Quintana, in the Nebo district, is one of the few Title VI coordinators in Utah who works full time, thanks in part to native parents who lobbied the district to provide additional local funding.

As the program expanded, graduation rates rose and after-school activities for native students became commonplace.

Dalynn Fregoso, a parent of five native students who attended school in the district, said her family moved to South Dakota when her kids were young. The school there had no specialized support for native students, and the family decided to return to Utah.

"You feel like a bigger part of something here," Fregoso said. "This feels like an extension of the family."

It's that feeling that drives people like Jennifer Leo, Title VI coordinator for the Murray School District, who said she has received almost no support from her district.

Murray's Title VI program secured $17,582 in federal funding last year to support 97 certified students and pay for the salaries of five part-time staffers: Leo, an assistant coordinator, a Navajo language instructor and elementary and high school mentors. Another 86 self-identified native students were enrolled last year.

Leo said when she started seven years ago, the district's American Indian graduation rate was 40 percent; in 2014, 100 percent of American Indian students graduated.

Earlier this year, she wrote to supervisors with the hope of securing a full-time position. She said she never received a response; her supervisor didn't recall her asking for additional funding but confirmed that the school board has not supplied funds for the Title VI program.

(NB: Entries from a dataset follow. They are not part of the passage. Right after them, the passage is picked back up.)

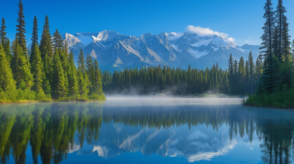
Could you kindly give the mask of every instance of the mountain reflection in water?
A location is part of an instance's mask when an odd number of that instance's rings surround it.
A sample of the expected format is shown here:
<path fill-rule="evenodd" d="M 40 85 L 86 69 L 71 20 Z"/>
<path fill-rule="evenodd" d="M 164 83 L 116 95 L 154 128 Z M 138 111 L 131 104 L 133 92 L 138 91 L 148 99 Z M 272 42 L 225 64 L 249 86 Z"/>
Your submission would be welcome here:
<path fill-rule="evenodd" d="M 291 163 L 294 111 L 240 102 L 112 98 L 1 105 L 1 161 L 135 163 L 140 156 L 154 163 Z"/>

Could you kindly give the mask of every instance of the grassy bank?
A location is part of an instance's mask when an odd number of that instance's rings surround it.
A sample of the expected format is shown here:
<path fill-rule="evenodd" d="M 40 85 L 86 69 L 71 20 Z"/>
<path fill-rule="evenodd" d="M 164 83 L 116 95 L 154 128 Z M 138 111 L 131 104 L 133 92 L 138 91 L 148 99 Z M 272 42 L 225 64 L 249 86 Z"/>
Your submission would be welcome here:
<path fill-rule="evenodd" d="M 243 102 L 245 105 L 294 109 L 294 89 L 284 90 L 271 94 L 256 94 Z"/>
<path fill-rule="evenodd" d="M 96 101 L 106 100 L 105 95 L 93 95 L 88 96 L 73 96 L 62 97 L 58 99 L 53 99 L 49 95 L 37 94 L 29 90 L 16 90 L 13 92 L 0 92 L 0 103 L 27 103 L 38 102 L 62 102 L 62 101 Z"/>

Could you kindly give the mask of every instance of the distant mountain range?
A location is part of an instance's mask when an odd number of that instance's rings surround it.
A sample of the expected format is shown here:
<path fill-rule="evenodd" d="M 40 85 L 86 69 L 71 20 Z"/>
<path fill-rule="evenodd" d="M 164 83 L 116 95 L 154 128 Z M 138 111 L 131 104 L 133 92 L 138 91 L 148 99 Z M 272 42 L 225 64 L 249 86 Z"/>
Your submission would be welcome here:
<path fill-rule="evenodd" d="M 157 65 L 172 67 L 205 68 L 217 62 L 226 68 L 230 54 L 238 60 L 246 60 L 250 51 L 256 59 L 260 46 L 238 46 L 234 40 L 221 35 L 201 36 L 186 31 L 182 34 L 162 32 L 145 33 L 137 38 L 111 30 L 99 33 L 65 33 L 63 38 L 75 59 L 79 50 L 85 55 L 97 59 L 102 70 L 122 70 Z"/>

"We get the impression they're not interested," said Leo, who has a second job teaching at Salt Lake Community College.

She hopes she will someday get additional support. "It's not a job, we don't look at it that way," she said. "It's a program, and we all believe in it."

Nebo's Title VI program was a way for Nicol, the student rejected for enrollment in the Ute Tribe, to begin feeling connected to her heritage again.

When she was a freshman in college, she returned to the program to tutor other young native students.

"Going back kind of helped me realize, I've been doing this since I was young, why should I change how I view myself now?" she said. "If you are Native American, you are 100 percent Native American. Not just a part of you."